Written By: Omair Alavi The Shaan Daar star of Lollywood is back with his extraordinary claims … on the same day when Prime Minister of Pakistan Nawaz Sharif formed a committee to review the release of Indian films in the country, veteran actor Shaan Shahid welcomed the step by tweeting that the government should also…
SAMAA | Omair Alavi – Posted: Jan 21, 2017 | Last Updated: 5 years ago
Written By: Omair Alavi
The Shaan Daar star of Lollywood is back with his extraordinary claims … on the same day when Prime Minister of Pakistan Nawaz Sharif formed a committee to review the release of Indian films in the country, veteran actor Shaan Shahid welcomed the step by tweeting that the government should also form a committee to ensure that Pakistani films are screened in India. How does he even come up with such ideas? Hasn’t he watched recent Pakistani releases especially the ones that couldn’t even complete a week at cinemas?
There are good films and bad films but Pakistan has produced crappy films in the last 10 months, movies that shouldn’t have been released in the first place. In the coming few months, the number might increase considering a 48-year old Sahir Lodhi will be making his debut as a film hero and director in Raasta which is surprising, considering he doesn’t even know the basics of filmmaking! Then we will have films that have no chance of surviving in the jungle out there because either their poster has been ‘inspired’ from Indian hits (Balu Mahi – Bajirao Mastani) or copied from kid’s favourite Diary of a Wimpy Kid (Mehrunisa V Lub U). We also have films that have taken a lot of time to complete (Shaan’s Yalghaar), movies that were supposed to be released last year (Chupan Chupai, Shor Sharaba) or those that have had their names changed (Jhol, formerly Two Plus Two). So, according to the legendary actor, we are going in the right direction while according to this scribe, this is as bad as it can get. Let’s analyze …
In the last 10 months, crappy films like Hijrat, Hotal, Sawaal 700 Crore Ka, Blind Love, Teri Meri Love Story, Jeewan Hathi, Rahm, Maula Vay and Thora Jee Le were released in cinemas and trust me, these films were so bad that nobody will watch them once, let alone twice. Even writing about them makes me feel sick yet the makers thought that their attempts were nothing short of brilliant. Such overconfidence is what caused the downfall of Pakistani films in the 80s and the early 90s as the directors thought they could get away with anything. We are now reaping fruit of the bad films of the 80s and if things don’t improve, we might have to get ready for films that are horrid today.

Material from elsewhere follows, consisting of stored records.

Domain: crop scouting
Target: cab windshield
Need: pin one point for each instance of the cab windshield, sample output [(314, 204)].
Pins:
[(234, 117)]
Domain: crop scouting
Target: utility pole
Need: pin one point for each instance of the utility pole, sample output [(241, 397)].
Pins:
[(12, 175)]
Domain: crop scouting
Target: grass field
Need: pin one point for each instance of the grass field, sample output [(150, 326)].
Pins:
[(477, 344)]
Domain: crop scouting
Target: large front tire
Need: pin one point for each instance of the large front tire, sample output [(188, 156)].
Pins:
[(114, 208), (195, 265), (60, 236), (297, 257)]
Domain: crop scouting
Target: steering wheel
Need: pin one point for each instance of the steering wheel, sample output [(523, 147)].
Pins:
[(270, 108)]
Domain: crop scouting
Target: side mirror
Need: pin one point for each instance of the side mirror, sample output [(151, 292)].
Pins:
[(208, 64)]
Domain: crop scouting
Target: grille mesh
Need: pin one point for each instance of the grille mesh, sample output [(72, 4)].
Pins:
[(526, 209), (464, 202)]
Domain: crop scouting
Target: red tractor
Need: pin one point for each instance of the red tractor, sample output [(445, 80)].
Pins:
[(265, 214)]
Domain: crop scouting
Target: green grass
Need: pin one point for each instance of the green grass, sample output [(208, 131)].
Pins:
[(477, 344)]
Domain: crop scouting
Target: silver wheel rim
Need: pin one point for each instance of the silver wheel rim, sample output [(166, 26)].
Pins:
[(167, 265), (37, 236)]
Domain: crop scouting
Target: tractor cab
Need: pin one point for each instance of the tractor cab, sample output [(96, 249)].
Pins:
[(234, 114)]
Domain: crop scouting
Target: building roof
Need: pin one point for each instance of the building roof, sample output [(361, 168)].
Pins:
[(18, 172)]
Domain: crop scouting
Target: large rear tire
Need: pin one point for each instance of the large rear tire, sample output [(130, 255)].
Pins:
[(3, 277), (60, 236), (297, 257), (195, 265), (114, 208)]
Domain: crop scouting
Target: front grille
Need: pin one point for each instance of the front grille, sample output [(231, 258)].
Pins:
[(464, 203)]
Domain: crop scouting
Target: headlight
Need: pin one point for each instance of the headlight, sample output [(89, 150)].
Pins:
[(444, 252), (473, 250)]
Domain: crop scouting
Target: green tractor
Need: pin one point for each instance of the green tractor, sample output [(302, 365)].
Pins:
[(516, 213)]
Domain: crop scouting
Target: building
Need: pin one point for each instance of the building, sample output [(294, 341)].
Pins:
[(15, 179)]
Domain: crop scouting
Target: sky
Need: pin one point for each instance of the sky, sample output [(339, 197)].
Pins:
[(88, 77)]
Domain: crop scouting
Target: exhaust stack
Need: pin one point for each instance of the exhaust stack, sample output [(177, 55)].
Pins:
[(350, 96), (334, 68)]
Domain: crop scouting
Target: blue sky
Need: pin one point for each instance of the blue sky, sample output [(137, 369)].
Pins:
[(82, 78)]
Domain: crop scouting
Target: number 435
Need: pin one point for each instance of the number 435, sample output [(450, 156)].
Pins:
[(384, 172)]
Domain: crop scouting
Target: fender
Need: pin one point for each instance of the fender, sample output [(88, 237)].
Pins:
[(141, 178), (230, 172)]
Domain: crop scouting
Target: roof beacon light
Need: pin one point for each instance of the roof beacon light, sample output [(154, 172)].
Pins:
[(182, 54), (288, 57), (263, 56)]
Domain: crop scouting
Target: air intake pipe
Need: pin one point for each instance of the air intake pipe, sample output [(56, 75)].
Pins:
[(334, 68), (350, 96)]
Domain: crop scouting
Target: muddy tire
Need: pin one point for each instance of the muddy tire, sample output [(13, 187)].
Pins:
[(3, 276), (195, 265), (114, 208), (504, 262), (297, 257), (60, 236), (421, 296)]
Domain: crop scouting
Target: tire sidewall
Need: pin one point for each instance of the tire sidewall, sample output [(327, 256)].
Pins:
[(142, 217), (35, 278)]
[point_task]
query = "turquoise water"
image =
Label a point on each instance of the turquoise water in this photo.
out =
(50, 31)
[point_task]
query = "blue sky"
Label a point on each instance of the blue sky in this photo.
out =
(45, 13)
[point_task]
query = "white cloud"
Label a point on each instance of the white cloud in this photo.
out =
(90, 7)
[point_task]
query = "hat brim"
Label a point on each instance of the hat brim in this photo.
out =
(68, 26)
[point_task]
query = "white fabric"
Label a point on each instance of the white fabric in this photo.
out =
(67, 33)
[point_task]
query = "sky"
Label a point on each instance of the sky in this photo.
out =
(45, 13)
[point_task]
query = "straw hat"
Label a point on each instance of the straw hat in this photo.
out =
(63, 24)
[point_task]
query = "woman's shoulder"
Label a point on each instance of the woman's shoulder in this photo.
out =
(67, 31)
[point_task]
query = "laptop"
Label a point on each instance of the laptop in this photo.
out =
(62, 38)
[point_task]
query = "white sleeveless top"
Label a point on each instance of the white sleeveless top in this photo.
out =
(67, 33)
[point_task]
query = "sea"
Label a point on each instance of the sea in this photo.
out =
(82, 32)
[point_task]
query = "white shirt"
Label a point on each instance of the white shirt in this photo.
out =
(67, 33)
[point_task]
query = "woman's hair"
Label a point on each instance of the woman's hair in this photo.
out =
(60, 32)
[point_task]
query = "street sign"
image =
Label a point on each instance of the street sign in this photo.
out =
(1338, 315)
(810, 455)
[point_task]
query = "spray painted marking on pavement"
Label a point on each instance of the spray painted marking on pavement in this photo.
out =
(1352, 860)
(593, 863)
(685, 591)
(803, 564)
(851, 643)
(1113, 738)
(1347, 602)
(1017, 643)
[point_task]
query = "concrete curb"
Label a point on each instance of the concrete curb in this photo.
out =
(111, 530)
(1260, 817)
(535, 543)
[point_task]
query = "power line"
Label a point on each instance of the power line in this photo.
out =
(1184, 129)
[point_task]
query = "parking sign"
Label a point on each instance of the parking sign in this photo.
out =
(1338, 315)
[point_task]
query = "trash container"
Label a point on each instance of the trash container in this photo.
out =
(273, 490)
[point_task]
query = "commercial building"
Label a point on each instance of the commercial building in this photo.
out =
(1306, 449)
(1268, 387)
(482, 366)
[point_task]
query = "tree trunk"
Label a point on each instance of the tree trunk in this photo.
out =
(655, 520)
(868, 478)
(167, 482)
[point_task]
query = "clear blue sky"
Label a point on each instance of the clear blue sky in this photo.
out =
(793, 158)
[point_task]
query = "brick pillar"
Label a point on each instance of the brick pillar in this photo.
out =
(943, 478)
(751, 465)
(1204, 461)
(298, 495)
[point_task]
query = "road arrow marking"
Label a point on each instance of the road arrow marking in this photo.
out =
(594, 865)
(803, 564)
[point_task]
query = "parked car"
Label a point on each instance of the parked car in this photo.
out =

Filmmaking is an art and must be treated like that; just as everyone can’t draw a perfect picture, not everyone can write and direct a film that comes out as something worth your money. Brilliant ad makers like Asad ul Haq have delivered flops (Dekh Magar Pyar Se) but that doesn’t mean that he is a flop filmmaker; he can make a comeback like Jami did with Moor and stun the world with his aesthetic sense that have made him a legend in the world of commercials. Then there are filmmakers like Nasir Khan and Omar Hassan who made low budget films like Bachaana and Dance Kahani respectively and impressed by thinking out of the box. In case of Nasir, his attempt to film the movie in Mauritius and use Adeel Hashmi as a villain was a novel idea while in Omar Hassan’s case, using ballet and hip hop dance as central idea was something that wasn’t attempted in Pakistan in. If they can do different work, why can’t others especially the ones who waste their parents’ money (Rafay Rashdi of Thora Jee Le), their own (Mahmood Jamal and Ahmed Jamal of Rahm) or their producers’ (Hijrat, Blind Love or Sawaal 700 Crore Dollar Ka).
We must treat 2017 as the year that will either make or break our film industry especially in the absence of Bollywood flicks. People are staying away from cinemas as they don’t want to watch films that have nothing new to offer. Just imagine someone naming their son Balu (in Balu Mahi) or having nicknames like Andy and Party (in Thora Jee Le) and that will give you an insight into where we are heading. And yes, I forgot to mention one thing – in India, Hollywood films are screened in English and Hindi and the locals watch the latter version instead of the former one, happily. The multiplexes give more shows to Indian films just as we give most to Hollywood flicks. So how can we expect an industry that doesn’t consider Hollywood as a competition to screen our films which are below standard and can’t even generate 10 people per show? Think again. Think aloud.